What has this to do with leadership in 2017? I suspect that many, if not all of us, have seen situations where leaders commit to a goal or a strategy and pursue it far beyond the point at which it is widely recognized that the pursuit is failing. That is not terribly different than Thorin succumbing to the spell of the gold. The allure of the goal can blind us (that would be us leaders) to the reality of what we are putting at risk by continuing to invest in achieving a goal that is beyond reach. I was involved in a real situation (trying to win business) in which we invested a very significant sum in order to remain competitive with another company that was receiving customer funding.
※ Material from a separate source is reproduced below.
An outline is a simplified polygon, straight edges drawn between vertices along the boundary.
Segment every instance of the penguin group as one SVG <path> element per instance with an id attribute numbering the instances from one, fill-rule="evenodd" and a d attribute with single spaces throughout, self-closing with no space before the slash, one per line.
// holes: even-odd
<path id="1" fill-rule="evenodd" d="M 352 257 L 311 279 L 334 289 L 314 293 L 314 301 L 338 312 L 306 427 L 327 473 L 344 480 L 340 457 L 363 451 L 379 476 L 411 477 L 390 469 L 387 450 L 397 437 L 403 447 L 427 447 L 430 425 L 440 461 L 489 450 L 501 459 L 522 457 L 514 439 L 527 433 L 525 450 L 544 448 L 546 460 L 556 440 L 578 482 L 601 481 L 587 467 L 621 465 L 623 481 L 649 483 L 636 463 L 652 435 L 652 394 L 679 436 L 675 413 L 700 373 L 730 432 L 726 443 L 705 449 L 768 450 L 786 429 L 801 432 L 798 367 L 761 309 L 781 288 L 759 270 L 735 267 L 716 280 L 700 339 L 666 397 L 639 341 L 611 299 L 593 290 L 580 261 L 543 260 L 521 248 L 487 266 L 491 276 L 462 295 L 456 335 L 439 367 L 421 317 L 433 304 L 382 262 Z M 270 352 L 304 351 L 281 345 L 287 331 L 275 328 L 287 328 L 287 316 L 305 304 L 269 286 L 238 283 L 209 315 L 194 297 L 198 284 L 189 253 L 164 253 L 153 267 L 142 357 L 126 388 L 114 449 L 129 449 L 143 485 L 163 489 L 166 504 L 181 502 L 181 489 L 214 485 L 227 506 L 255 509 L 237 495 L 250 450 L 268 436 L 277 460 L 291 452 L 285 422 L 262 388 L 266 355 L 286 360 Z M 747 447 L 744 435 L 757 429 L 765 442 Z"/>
The other company received funding from the government that exceeded our internal investment by almost an order of magnitude, but we continued to convince ourselves that our investment was sufficient to win.. When we lost to our competitor, we said, “Well, if we had known at the beginning what we know now, we wouldn’t have invested at all.” Well, actually, there was nothing we learned before the announcement of our loss that we hadn’t had available to us before we made the investment. We were simply under the spell of the dragon’s hoard. We were blind to what it was costing us because we were committed to a goal we were extremely unlikely to achieve.
None of this means that leaders should never commit to bold goals. It does, however, mean that we shouldn’t do it blindly and we should listen to the Bilbos amongst us before we find ourselves in extremis.
Thorin was a good dwarf and a powerful leader who did the right thing in the end, but who paid for his mistakes dearly. Unlike Thorin, we should listen to disconfirming evidence, contrary perspectives and contrary opinions. We don’t necessarily have to accept them, but we do have to listen, and make the best decisions, before it’s too late.